5. Eğitim arzının ekonomiyle ilişkisi mevcuttur. 6. Eğitim talebinin ekonomiyle ilişkisi mevcuttur. 7. Eğitimin verimlilik ile ilişkisi mevcuttur. 8. Eğitim hizmetinin mal olma özelliği vardır. 9. Eğitim-finansman açısından ilişki vardır.

Eğitimin ekonomik büyümeye katkısı, 1960’ların başında büyümeyi hesaplama yöntemi ile yapılan çalışmalar, ekonomik büyümede artışın önemli bir bölümünün işgücündeki eğitim düzeyinin artışından kaynaklandığını ortaya koymuştur. Çeşitli ülkeler üzerinde yapılan çalışmalar oranları değişmekle birlikte, eğitimin ekonomik büyümeye anlamlı katkısının olduğunu ortaya koymuştur. Örneğin; İngiltere’de %7, Belçika’da %14, ABD’de %15, Arjantin’de %16 ve Kanada’da ise bu oran %25’e ulaşmaktadır (OECD, 2005). Fakat Türkiye eğitime yeterince maddi kaynak sağlayamadığı için ekonomik büyümede de %4 gibi düşük bir gelişmeyi ortaya koyabildi. İki bin yılı itibarı ile Türkiye’nin bütçesinden eğitime ayırdığı pay sadece %5 iken 2006 yılında ise ancak %9’a ulaşabilmiştir (DİE, 2006). Bu nedenle eğitimin bütün kademelerinde fiziki alt yapı ve insan gücü eksiği kapatılamamıştır. Bu da, eğitimin kalitesini olumsuz etkilemektedir. Eğitimde kişi başına Japonya’da 950 dolar, Almanya’da 817 dolar, İtalya’da 523 dolar, Yunanistan’da 240 dolar harcanırken; bu oran Türkiye’de yaklaşık 90 dolardır. Ayrıca, Avrupa Birliğine üye ülkelerin eğitim göstergeleri ile Türkiye karşılaştırıldığında; Türkiye'nin AB ortalamasının altında kaldığı görülmektedir. Türkiye nüfusunun ortalama eğitim süresi, AB ortalaması olan 11,7 yıl bile değildir. Bununla birlikte eğitime ayrılan bütçe ve öğrenci başına

(4)

düşen harcamalar da AB ortalamasına ulaşamamıştır (Ereş, 2005). Ekonomik İşbirliği ve Kalkınma Teşkilatı (OECD) ülkelerinde, milli kaynakların önemli bir bölümünün eğitime ayrıldığı bilinmektedir. OECD ülkelerinde ABD hariç, öğrenci başına ortalama harcama 9.130 dolardır ve Türkiye'de öğrenci başına yapılan harcamaların 6 katından fazladır (TÜBİTAK 2006).

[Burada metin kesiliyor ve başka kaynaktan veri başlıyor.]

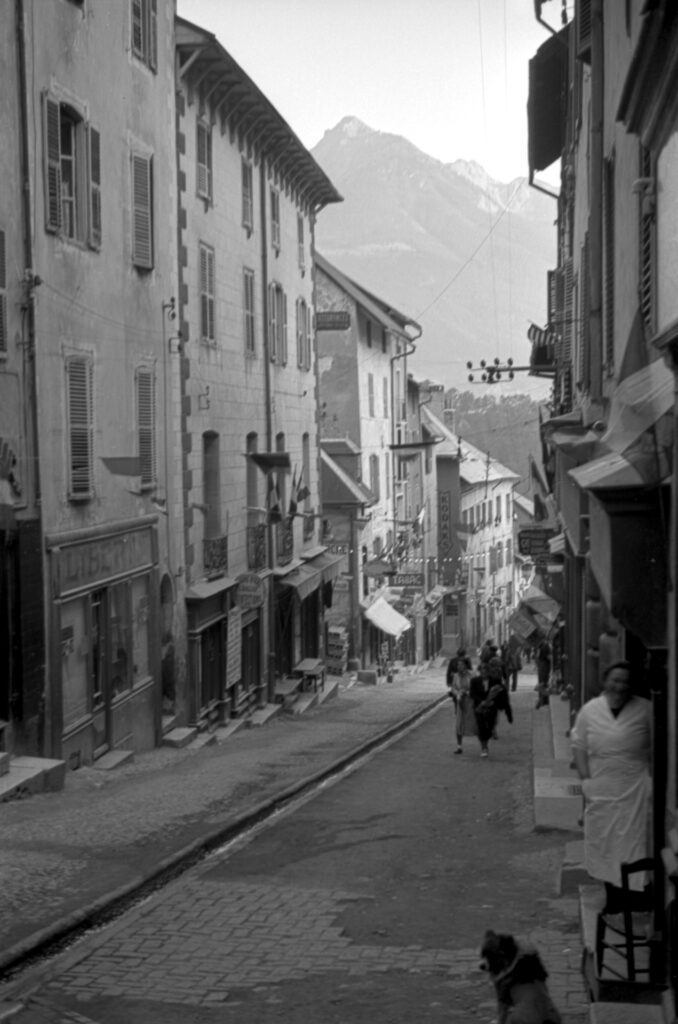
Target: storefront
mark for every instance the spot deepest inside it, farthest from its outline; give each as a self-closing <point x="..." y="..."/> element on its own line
<point x="104" y="641"/>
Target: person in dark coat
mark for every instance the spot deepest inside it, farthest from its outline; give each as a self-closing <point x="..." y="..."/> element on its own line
<point x="490" y="696"/>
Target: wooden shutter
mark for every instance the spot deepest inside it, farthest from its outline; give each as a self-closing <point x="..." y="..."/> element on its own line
<point x="145" y="424"/>
<point x="141" y="212"/>
<point x="52" y="163"/>
<point x="272" y="324"/>
<point x="79" y="372"/>
<point x="301" y="323"/>
<point x="207" y="278"/>
<point x="284" y="331"/>
<point x="3" y="295"/>
<point x="583" y="28"/>
<point x="94" y="179"/>
<point x="152" y="41"/>
<point x="137" y="28"/>
<point x="204" y="161"/>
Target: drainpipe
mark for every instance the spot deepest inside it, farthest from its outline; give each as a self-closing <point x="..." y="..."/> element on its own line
<point x="270" y="660"/>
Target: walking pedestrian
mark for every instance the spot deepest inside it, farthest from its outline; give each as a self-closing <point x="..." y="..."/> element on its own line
<point x="489" y="696"/>
<point x="459" y="686"/>
<point x="611" y="750"/>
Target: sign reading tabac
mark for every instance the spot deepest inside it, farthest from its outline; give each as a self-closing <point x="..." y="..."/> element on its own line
<point x="534" y="543"/>
<point x="333" y="320"/>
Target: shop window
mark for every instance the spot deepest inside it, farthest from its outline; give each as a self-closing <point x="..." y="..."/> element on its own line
<point x="140" y="633"/>
<point x="75" y="651"/>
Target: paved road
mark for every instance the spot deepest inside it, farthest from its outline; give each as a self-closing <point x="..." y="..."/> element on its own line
<point x="367" y="902"/>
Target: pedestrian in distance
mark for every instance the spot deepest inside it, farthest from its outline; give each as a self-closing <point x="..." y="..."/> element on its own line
<point x="459" y="685"/>
<point x="489" y="696"/>
<point x="611" y="750"/>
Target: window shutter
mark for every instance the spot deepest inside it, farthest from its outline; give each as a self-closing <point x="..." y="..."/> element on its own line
<point x="272" y="324"/>
<point x="3" y="295"/>
<point x="153" y="34"/>
<point x="300" y="333"/>
<point x="583" y="23"/>
<point x="207" y="278"/>
<point x="52" y="159"/>
<point x="145" y="413"/>
<point x="204" y="162"/>
<point x="80" y="426"/>
<point x="141" y="212"/>
<point x="137" y="28"/>
<point x="94" y="176"/>
<point x="284" y="333"/>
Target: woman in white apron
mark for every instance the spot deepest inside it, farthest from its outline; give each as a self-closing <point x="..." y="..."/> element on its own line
<point x="611" y="750"/>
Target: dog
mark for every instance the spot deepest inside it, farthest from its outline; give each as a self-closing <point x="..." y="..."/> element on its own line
<point x="519" y="979"/>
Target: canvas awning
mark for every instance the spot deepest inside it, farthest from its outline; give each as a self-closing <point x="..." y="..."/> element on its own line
<point x="386" y="619"/>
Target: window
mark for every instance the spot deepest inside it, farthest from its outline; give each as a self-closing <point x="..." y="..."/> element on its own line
<point x="211" y="496"/>
<point x="204" y="150"/>
<point x="305" y="466"/>
<point x="80" y="427"/>
<point x="277" y="324"/>
<point x="73" y="174"/>
<point x="276" y="219"/>
<point x="144" y="32"/>
<point x="301" y="258"/>
<point x="248" y="305"/>
<point x="145" y="425"/>
<point x="3" y="295"/>
<point x="142" y="211"/>
<point x="248" y="197"/>
<point x="374" y="475"/>
<point x="207" y="294"/>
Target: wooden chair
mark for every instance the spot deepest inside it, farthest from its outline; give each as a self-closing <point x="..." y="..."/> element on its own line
<point x="631" y="929"/>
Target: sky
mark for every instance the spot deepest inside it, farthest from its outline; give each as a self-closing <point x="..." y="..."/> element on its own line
<point x="451" y="76"/>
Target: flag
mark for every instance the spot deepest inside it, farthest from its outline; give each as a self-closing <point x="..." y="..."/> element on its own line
<point x="293" y="497"/>
<point x="302" y="492"/>
<point x="273" y="500"/>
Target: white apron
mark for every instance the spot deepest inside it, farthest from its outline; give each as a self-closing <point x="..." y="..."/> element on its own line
<point x="618" y="794"/>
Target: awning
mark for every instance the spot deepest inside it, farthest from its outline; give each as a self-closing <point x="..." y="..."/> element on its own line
<point x="386" y="619"/>
<point x="547" y="102"/>
<point x="328" y="564"/>
<point x="304" y="580"/>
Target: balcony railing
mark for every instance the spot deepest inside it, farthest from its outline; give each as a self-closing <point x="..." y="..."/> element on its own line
<point x="256" y="547"/>
<point x="284" y="543"/>
<point x="215" y="555"/>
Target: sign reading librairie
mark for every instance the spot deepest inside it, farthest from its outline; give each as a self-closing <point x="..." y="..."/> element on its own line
<point x="333" y="320"/>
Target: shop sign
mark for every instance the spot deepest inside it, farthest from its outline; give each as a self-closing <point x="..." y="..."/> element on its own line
<point x="96" y="561"/>
<point x="332" y="320"/>
<point x="414" y="580"/>
<point x="534" y="543"/>
<point x="234" y="646"/>
<point x="250" y="591"/>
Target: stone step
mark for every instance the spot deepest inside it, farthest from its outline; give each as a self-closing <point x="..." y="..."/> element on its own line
<point x="28" y="775"/>
<point x="179" y="736"/>
<point x="113" y="759"/>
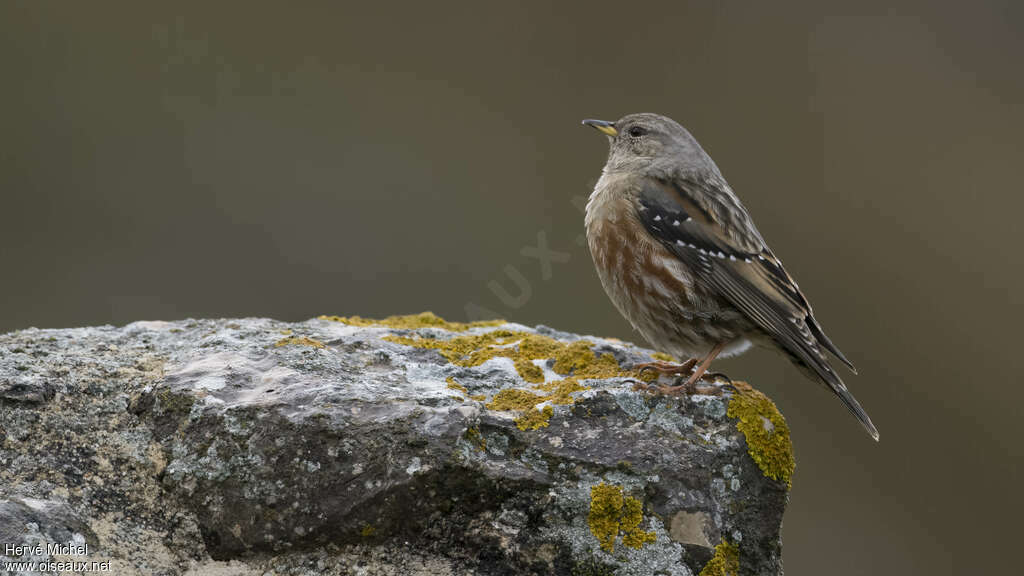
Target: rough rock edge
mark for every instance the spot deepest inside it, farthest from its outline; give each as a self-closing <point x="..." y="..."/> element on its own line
<point x="23" y="391"/>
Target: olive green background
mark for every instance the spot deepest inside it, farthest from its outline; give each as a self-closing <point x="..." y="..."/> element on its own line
<point x="172" y="162"/>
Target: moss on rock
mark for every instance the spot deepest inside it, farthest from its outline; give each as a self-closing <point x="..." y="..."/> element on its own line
<point x="414" y="321"/>
<point x="766" y="432"/>
<point x="612" y="513"/>
<point x="299" y="340"/>
<point x="724" y="563"/>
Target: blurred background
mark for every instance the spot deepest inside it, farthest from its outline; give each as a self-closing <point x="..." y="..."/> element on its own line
<point x="164" y="162"/>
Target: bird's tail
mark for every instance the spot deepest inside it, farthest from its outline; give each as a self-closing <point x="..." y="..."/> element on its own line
<point x="823" y="372"/>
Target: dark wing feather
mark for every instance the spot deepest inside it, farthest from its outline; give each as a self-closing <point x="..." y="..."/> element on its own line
<point x="705" y="225"/>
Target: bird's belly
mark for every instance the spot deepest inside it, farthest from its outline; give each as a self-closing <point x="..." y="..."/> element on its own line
<point x="658" y="295"/>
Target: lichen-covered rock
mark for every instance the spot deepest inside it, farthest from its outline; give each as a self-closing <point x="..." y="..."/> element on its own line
<point x="406" y="446"/>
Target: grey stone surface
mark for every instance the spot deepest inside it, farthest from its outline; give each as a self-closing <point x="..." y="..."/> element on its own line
<point x="252" y="446"/>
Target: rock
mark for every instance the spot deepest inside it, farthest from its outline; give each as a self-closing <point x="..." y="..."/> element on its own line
<point x="406" y="446"/>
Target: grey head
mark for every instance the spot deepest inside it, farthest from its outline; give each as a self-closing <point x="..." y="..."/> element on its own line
<point x="652" y="144"/>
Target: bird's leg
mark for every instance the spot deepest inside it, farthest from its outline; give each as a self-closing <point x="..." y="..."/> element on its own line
<point x="667" y="367"/>
<point x="690" y="385"/>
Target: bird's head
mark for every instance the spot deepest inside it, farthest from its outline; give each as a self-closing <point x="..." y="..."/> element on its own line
<point x="650" y="141"/>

Bir toplumdaki eğitim düzeyinin yükselmesi, emeğin niteliğini artırarak üretim kapasitesini artırır. Emeğin niteliğindeki artış, insan sermayesine yatırım yoluyla gerçekleştirilebilir. O halde insan gücünün eğitim düzeyinin yükselmesi ile ekonomik büyüme arasında bir ilişki vardır (Erdoğan, 2006). 1960’lı yıllarda planlı bir kalkınma politikası uygulamaya başlayan Türkiye’de 1964 yılında Ankara Üniversitesi Eğitim Bilimleri Fakültesi’nde Eğitim İdaresi ve Planlaması Kürsüsü açılmış, eğitim ekonomisi ve planlaması konusu ilk kez üniversiteler düzeyinde ele alınmış ve bu konuda çalışmalara başlanmıştır (Karakütük, 2000).

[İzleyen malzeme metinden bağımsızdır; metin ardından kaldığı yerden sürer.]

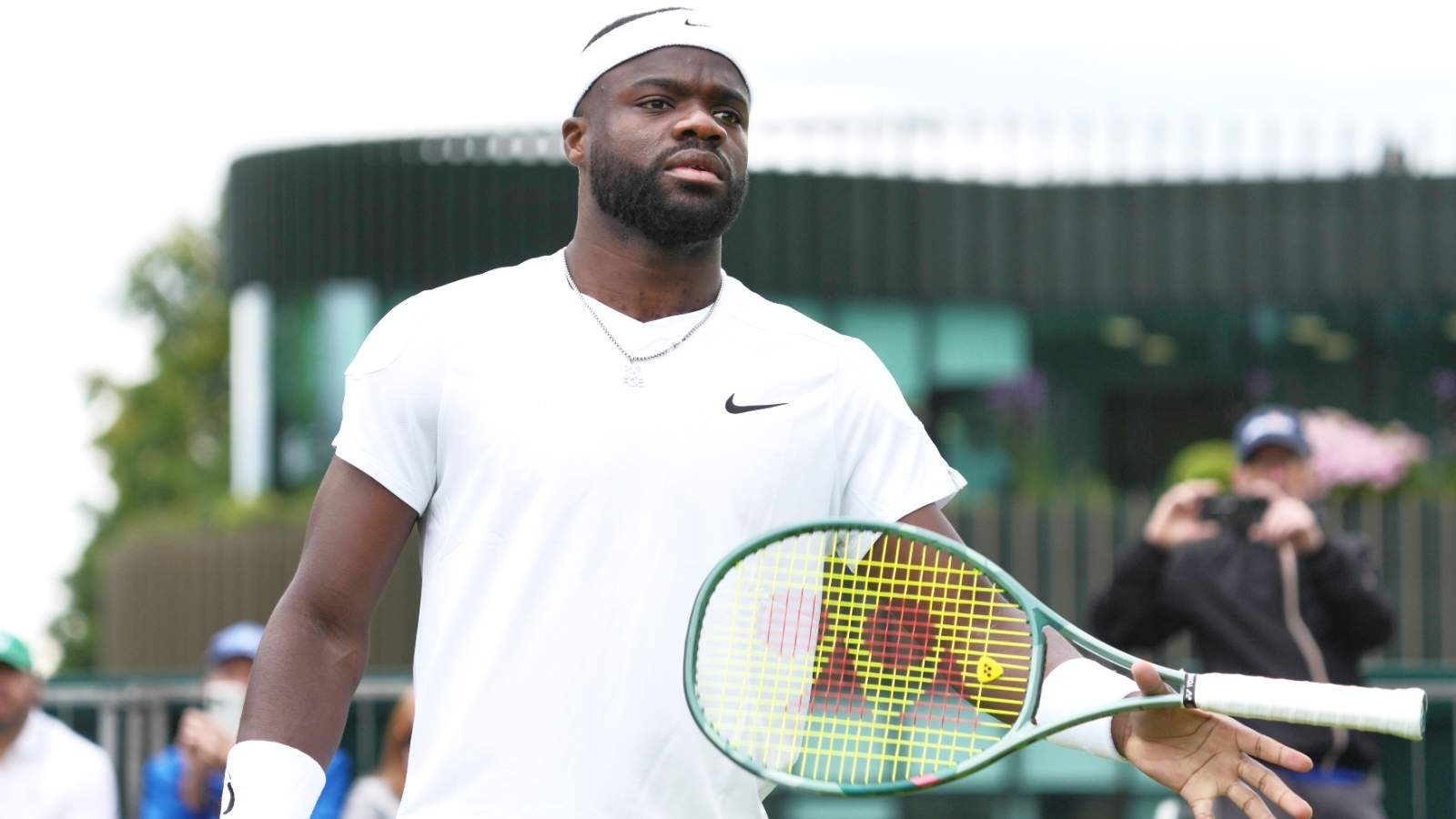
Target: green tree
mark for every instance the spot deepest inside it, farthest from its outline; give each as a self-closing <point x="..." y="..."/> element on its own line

Kalkınma önceleri, sadece ekonomik büyüme ve gelişme olarak tanımlanmıştı. Ancak yakın geçmişte ve günümüzde kalkınmanın, yalnızca insanların maddi gereksinimleri ile ilgili olmayıp, onların toplumsal koşullarının geliştirilmesi ve umutlarının gerçekleştirilmesi ile ilgili olduğu da savunulmaktadır. Kaya; bir ülkenin ekonomik kalkınmasının; o ülkenin halkının, kişisel ve toplumsal gelişmesine sıkı sıkıya bağlı olduğunu savunarak, eğitim yoluyla geliştirilen ve toplumsal davranışlarla da kalkınmanın amacına uygun olan yeni değer yargılarının, ekonomik kalkınmayı hızlandırmak bakımından, son derece önemli olduğunu vurgulamıştır (Kaya, 1984).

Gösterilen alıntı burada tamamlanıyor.